Das Fürsichsein der vielen Eins zeigt sich hiernach als ihre Selbsterhaltung durch die Vermittlung ihrer Repulsion gegeneinander, in der sie sich gegenseitig aufheben und die anderen als ein bloßes Sein-für-Anderes setzen; aber zugleich besteht sie darin, diese Idealität zu repellieren und die Eins zu setzen, nicht für ein Anderes zu sein. Diese Selbsterhaltung der Eins durch ihre negative Beziehung aufeinander ist aber vielmehr ihre Auflösung.
Die Eins sind nicht nur, sondern sie erhalten sich durch ihr gegenseitiges Ausschließen. Erstens ist nun das, wodurch sie festen Halt ihrer Verschiedenheit gegen ihr Negiertwerden haben sollten, ihr Sein, und zwar ihr Ansichsein gegen ihre Beziehung auf Anderes; dies Ansichsein ist, daß sie Eins sind. Aber dies sind Alle; sie sind in ihrem Ansichsein dasselbe, statt darin den festen Punkt ihrer Verschiedenheit zu haben. Zweitens ihr Dasein und ihr Verhalten zueinander, d. i. ihr Sich-selbst-als-Eins-Setzen, ist das gegenseitige Negieren; dies ist aber gleichfalls eine und dieselbe Bestimmung aller, durch welche sie sich also vielmehr als identisch setzen, - wie dadurch, daß sie an sich dasselbe sind, ihre als durch Andere zu setzende Idealität ihre eigene ist, welche sie also ebensowenig repellieren. - Sie sind hiermit ihrem Sein und Setzen nach nur eine affirmative Einheit.
Diese Betrachtung der Eins, daß sie nach ihren beiden Bestimmungen, sowohl insofern sie sind als insofern sie sich aufeinander beziehen, sich nur als ein und dasselbe und ihre Ununterscheidbarkeit zeigen, ist unsere Vergleichung. - Es ist aber auch zu sehen, was in ihrer Beziehung aufeinander selbst gesetzt an ihnen ist. - Sie sind, dies ist in dieser Beziehung vorausgesetzt, - und sind nur, insofern sie sich gegenseitig negieren und diese ihre Idealität, ihr Negiertsein zugleich von sich selbst abhalten, d. i. das gegenseitige Negieren negieren. Aber sie sind nur, insofern sie negieren; so wird, indem dies ihr Negieren negiert wird, ihr Sein negiert. Zwar, indem sie sind, würden sie durch dies Negieren nicht negiert, es ist nur ein Äußerliches für sie; dies Negieren des Anderen prallt an ihnen ab und trifft nur berührend ihre Oberfläche. Allein nur durch das Negieren der Anderen kehren sie in sich selbst zurück; sie sind nur als diese Vermittlung, diese ihre Rückkehr ist ihre Selbsterhaltung und ihr Fürsichsein. Indem ihr Negieren nichts effektuiert, durch den Widerstand, den die Seienden als solche oder als negierend leisten, so kehren sie nicht in sich zurück, erhalten sich nicht und sind nicht.

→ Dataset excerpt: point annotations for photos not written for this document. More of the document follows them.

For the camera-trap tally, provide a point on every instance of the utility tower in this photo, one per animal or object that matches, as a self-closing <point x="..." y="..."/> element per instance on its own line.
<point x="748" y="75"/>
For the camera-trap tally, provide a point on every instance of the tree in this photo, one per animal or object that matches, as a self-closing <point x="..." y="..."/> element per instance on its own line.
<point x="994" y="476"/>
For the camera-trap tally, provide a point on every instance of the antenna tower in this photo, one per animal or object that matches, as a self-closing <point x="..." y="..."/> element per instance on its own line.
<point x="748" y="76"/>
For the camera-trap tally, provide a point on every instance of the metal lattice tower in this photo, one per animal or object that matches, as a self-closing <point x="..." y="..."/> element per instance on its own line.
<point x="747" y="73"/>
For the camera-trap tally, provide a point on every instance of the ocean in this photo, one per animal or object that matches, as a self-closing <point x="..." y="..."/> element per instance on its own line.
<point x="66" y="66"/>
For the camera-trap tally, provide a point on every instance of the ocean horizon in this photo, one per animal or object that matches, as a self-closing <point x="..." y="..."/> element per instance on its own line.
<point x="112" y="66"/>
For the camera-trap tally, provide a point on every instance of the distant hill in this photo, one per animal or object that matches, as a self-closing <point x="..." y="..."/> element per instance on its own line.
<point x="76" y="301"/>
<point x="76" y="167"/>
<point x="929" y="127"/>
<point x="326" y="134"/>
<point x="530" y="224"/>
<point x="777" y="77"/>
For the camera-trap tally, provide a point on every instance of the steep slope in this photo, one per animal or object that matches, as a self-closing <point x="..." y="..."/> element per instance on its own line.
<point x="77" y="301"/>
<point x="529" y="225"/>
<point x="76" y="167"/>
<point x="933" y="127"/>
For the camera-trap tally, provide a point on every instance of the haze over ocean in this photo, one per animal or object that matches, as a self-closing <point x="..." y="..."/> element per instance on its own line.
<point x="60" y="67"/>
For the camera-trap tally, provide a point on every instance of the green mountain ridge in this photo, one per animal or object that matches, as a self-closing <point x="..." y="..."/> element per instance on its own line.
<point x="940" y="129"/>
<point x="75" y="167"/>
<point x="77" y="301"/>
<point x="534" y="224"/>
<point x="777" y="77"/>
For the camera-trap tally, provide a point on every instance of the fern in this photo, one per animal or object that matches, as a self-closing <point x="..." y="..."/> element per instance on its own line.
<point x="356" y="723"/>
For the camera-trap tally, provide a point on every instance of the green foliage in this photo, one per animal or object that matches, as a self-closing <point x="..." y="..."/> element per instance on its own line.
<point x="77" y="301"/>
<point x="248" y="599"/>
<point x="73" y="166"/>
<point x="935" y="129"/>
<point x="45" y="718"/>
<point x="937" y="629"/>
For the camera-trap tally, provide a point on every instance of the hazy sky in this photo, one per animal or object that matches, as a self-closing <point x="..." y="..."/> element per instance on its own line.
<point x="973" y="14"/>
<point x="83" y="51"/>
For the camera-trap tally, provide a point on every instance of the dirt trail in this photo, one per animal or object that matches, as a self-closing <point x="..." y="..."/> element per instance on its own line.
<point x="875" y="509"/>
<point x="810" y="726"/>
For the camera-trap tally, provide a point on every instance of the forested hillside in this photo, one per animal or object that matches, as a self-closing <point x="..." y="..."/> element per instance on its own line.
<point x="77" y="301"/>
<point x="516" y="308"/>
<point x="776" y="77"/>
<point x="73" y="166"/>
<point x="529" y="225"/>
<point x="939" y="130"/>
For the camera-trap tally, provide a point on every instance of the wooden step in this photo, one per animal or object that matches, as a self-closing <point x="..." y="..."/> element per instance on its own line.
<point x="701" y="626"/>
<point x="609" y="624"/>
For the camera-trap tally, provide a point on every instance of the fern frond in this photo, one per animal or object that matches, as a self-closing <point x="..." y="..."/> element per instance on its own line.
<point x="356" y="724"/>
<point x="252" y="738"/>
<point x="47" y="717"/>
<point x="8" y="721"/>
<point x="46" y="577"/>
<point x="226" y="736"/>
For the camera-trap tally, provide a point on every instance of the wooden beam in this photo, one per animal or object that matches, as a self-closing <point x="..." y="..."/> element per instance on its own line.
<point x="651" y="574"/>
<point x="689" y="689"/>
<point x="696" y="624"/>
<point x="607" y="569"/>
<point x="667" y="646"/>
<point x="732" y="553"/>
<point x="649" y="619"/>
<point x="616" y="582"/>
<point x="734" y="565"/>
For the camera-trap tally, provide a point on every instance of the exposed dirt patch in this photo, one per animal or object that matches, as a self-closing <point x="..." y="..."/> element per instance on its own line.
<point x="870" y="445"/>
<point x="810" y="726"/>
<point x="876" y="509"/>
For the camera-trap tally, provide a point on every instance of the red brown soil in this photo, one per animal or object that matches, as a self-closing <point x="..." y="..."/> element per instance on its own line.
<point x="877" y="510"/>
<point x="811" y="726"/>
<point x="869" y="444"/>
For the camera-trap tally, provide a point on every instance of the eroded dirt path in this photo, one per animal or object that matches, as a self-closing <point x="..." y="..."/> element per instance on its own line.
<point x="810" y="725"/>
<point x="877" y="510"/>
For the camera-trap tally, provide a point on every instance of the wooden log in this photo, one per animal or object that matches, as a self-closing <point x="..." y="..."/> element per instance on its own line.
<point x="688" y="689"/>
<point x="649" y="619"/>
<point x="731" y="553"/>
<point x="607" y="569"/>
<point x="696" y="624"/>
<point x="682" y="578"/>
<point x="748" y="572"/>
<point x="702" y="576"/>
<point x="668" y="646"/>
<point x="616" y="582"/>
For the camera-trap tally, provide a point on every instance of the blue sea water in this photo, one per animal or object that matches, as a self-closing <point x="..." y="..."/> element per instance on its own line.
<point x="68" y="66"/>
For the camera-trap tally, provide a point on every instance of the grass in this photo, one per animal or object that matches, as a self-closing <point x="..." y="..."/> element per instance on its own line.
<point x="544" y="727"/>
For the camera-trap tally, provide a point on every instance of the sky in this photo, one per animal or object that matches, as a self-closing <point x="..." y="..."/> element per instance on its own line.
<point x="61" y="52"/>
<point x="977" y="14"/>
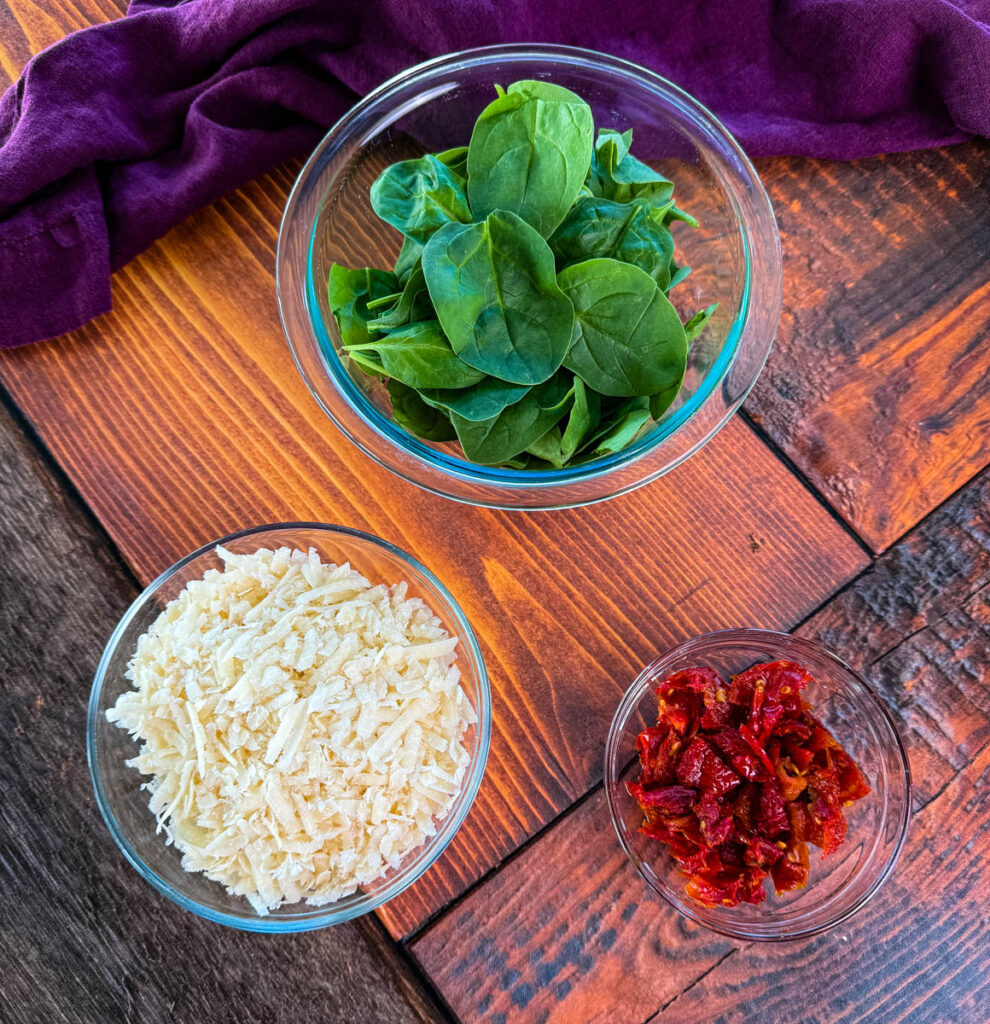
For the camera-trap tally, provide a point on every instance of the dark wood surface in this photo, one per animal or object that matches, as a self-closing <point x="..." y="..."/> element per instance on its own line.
<point x="567" y="931"/>
<point x="878" y="385"/>
<point x="82" y="937"/>
<point x="178" y="417"/>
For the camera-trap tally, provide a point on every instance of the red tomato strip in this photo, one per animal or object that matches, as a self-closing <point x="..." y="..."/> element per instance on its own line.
<point x="737" y="778"/>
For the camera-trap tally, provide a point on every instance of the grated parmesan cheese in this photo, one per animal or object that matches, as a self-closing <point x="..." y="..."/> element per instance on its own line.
<point x="302" y="729"/>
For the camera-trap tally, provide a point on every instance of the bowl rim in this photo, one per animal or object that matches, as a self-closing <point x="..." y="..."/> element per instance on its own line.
<point x="419" y="860"/>
<point x="638" y="689"/>
<point x="518" y="482"/>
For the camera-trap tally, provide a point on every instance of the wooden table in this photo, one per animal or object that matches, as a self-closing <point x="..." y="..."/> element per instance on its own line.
<point x="849" y="502"/>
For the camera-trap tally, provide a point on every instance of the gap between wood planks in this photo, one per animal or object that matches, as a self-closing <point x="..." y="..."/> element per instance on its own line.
<point x="433" y="919"/>
<point x="376" y="929"/>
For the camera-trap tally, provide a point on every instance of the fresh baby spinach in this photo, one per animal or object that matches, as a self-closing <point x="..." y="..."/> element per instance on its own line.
<point x="631" y="232"/>
<point x="409" y="257"/>
<point x="412" y="304"/>
<point x="516" y="427"/>
<point x="418" y="197"/>
<point x="617" y="175"/>
<point x="529" y="154"/>
<point x="413" y="414"/>
<point x="348" y="293"/>
<point x="480" y="401"/>
<point x="526" y="315"/>
<point x="496" y="294"/>
<point x="419" y="355"/>
<point x="629" y="339"/>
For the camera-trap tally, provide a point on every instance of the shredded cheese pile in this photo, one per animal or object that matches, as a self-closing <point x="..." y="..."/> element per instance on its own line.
<point x="302" y="729"/>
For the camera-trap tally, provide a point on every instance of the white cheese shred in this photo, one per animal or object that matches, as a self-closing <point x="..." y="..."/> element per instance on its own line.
<point x="302" y="729"/>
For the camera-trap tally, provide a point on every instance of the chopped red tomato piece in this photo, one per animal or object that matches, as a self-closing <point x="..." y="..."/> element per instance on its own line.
<point x="737" y="778"/>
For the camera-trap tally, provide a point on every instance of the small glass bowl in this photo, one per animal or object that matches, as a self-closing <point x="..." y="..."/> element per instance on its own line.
<point x="735" y="254"/>
<point x="124" y="804"/>
<point x="841" y="884"/>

Vorhin wurde die Betrachtung gemacht, daß die Eins dasselbe, jedes derselben Eins ist wie das Andere. Dies ist nicht nur unser Beziehen, ein äußerliches Zusammenbringen, sondern die Repulsion ist selbst Beziehen; das die Eins ausschließende Eins bezieht sich selbst auf sie, die Eins, d. h. auf sich selbst. Das negative Verhalten der Eins zueinander ist somit nur ein Mit-sich-Zusammengehen. Diese Identität, in welche ihr Reppellieren übergeht, ist das Aufheben ihrer Verschiedenheit und Äußerlichkeit, die sie vielmehr gegeneinander als Ausschließende behaupten sollten.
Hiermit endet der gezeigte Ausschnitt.